Since $$\{X, Z\}$$ satisfies the backdoor criteria, we can use it to apply the backdoor adjustment. First we’ll need $$\mathbb P(D, Z)$$.

# P(d, z)
p_d_z <- df %>%
group_by(d, z) %>%
count() %>%
ungroup() %>%
mutate(p_d_z = n / sum(n)) 

Now we model $$\mathbb P(Y \mid X, D, Z)$$, multiply it by $$\mathbb P(D, Z)$$, then take the sum for each value of $$X$$.

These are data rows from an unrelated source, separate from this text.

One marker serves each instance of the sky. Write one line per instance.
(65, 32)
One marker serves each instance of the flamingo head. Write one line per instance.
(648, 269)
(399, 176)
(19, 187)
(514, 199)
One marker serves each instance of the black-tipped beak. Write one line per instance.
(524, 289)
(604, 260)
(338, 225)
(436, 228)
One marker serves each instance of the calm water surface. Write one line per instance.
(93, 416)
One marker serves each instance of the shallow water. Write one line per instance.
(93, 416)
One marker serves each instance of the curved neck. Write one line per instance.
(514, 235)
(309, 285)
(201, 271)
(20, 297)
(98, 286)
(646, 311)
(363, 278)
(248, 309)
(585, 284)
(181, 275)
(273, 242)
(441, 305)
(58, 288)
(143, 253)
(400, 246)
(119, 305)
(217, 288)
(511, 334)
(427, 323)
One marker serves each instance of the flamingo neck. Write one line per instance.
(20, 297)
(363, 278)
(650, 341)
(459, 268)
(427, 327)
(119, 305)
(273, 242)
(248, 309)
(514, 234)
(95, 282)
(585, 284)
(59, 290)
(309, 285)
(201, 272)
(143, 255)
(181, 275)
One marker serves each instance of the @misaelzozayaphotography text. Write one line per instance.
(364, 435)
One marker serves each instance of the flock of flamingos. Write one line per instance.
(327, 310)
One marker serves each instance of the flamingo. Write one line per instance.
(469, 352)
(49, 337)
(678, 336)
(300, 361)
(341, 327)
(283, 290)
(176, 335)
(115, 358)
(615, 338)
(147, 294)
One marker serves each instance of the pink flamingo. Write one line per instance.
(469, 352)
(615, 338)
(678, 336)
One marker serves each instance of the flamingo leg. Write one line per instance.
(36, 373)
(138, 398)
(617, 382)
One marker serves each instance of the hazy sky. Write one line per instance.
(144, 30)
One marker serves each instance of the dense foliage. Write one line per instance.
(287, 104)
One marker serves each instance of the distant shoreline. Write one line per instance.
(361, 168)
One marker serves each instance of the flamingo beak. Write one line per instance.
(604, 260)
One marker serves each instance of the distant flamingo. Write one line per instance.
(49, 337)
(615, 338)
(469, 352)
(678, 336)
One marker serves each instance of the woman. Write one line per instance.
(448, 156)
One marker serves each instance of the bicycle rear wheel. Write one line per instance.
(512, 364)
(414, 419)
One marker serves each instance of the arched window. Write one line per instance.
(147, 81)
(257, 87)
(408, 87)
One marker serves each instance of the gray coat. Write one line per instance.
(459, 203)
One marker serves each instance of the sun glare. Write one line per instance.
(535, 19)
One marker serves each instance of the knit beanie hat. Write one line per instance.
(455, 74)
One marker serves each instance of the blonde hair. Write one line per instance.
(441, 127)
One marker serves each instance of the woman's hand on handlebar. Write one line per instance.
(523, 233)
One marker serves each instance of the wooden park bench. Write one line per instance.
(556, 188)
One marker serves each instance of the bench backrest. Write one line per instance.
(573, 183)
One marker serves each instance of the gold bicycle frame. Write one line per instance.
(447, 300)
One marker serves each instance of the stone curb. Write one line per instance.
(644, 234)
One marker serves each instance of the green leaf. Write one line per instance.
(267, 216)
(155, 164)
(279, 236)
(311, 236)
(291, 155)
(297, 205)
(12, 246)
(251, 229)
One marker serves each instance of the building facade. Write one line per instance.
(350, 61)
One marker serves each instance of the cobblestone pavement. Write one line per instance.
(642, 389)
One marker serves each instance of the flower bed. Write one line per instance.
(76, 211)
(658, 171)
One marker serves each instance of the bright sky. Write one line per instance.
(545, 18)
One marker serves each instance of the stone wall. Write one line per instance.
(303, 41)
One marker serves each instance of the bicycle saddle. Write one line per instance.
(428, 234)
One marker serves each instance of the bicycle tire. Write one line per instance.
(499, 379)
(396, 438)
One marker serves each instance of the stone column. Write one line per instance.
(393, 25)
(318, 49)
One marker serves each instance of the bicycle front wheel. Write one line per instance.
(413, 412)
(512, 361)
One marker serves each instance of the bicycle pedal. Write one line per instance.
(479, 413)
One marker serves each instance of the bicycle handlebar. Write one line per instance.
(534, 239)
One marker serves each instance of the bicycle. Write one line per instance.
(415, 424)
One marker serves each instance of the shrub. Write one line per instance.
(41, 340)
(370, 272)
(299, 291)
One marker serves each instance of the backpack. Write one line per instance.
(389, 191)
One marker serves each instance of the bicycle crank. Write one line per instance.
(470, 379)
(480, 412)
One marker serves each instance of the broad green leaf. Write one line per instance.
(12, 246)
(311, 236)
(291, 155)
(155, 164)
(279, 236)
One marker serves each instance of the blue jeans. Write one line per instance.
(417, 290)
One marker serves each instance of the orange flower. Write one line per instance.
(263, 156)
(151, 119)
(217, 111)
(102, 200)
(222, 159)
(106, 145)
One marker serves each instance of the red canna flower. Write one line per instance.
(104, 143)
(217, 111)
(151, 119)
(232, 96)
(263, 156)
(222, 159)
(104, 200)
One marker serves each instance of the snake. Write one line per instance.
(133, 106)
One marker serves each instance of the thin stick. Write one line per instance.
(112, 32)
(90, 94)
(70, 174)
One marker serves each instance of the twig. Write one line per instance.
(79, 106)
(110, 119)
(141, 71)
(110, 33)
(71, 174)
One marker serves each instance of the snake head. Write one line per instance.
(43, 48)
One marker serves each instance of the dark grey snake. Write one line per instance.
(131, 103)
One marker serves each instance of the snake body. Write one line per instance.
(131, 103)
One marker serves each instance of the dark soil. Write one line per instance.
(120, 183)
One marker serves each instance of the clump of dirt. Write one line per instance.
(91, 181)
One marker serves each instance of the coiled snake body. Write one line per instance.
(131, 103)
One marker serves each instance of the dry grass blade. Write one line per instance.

backdoor <- formula(y ~ 1 + x + z + d) %>%
# model P(y | x, d, z)
glm(
family = binomial(),
data = df
) %>%
# predict
augment(
type.predict = 'response',
newdata =
crossing(
d = c(0, 1),
x = c(0, 1),
z = c(0, 1)
)
) %>%
# get P(d, z)
mutate(p_y_given_d_x_z = .fitted) %>%
inner_join(p_d_z, by = c('d', 'z')) %>%
# backdoor adjustment over d, z
group_by(x) %>%
summarise(p_y_given_do_x = sum(p_y_given_d_x_z * p_d_z))
Backdoor estimates for P(Y | do(X))
x p_y_given_do_x
0 0.4681530
1 0.5033398

Note that the backdoor adjusted estimates are similar to the estimates from intervention.

## Frontdoor

To apply the frontdoor adjustment with $$W$$, we’ll need $$\mathbb P(W \mid X)$$, $$\mathbb P(X^\prime)$$, and $$\mathbb P(Y \mid X, W)$$.

p_w_given_x <- df %>%
group_by(x, w) %>%
count() %>%
group_by(x) %>%
mutate(p_w_given_x = n / sum(n)) %>%
ungroup()

p_xprime <- df %>%
group_by(xprime = x) %>%
count() %>%
ungroup() %>%
mutate(p_xprime = n / sum(n))

p_y_given_xprime_w <- formula(y ~ 1 + x + w) %>%
glm(
family = binomial(),
data = df
) %>%
augment(
newdata = crossing(x = 0:1, w = 0:1),
type.predict = 'response'
) %>%
transmute(
xprime = x,
w,
p_y_given_xprime_w = .fitted
)

Now we apply the frontdoor adjustment:

$\mathbb P (Y \mid \do(X)) = \sum_{x^\prime, w} \mathbb P(x^\prime) \cdot \mathbb P(w \mid x) \cdot \mathbb P (y \mid x^\prime, w) .$

frontdoor <- p_w_given_x %>%
inner_join(p_y_given_xprime_w, by = 'w') %>%
inner_join(p_xprime, by = 'xprime') %>%
group_by(x) %>%
summarise(sum(p_w_given_x * p_y_given_xprime_w * p_xprime))
Frontdoor estimates of P(Y | do(X))
x sum(p_w_given_x * p_y_given_xprime_w * p_xprime)
0 0.4623710
1 0.5041105

Our frontdoor estimates of $$\mathbb P(Y \mid \do(X))$$ are very similar to the intervention and backdoor estimates.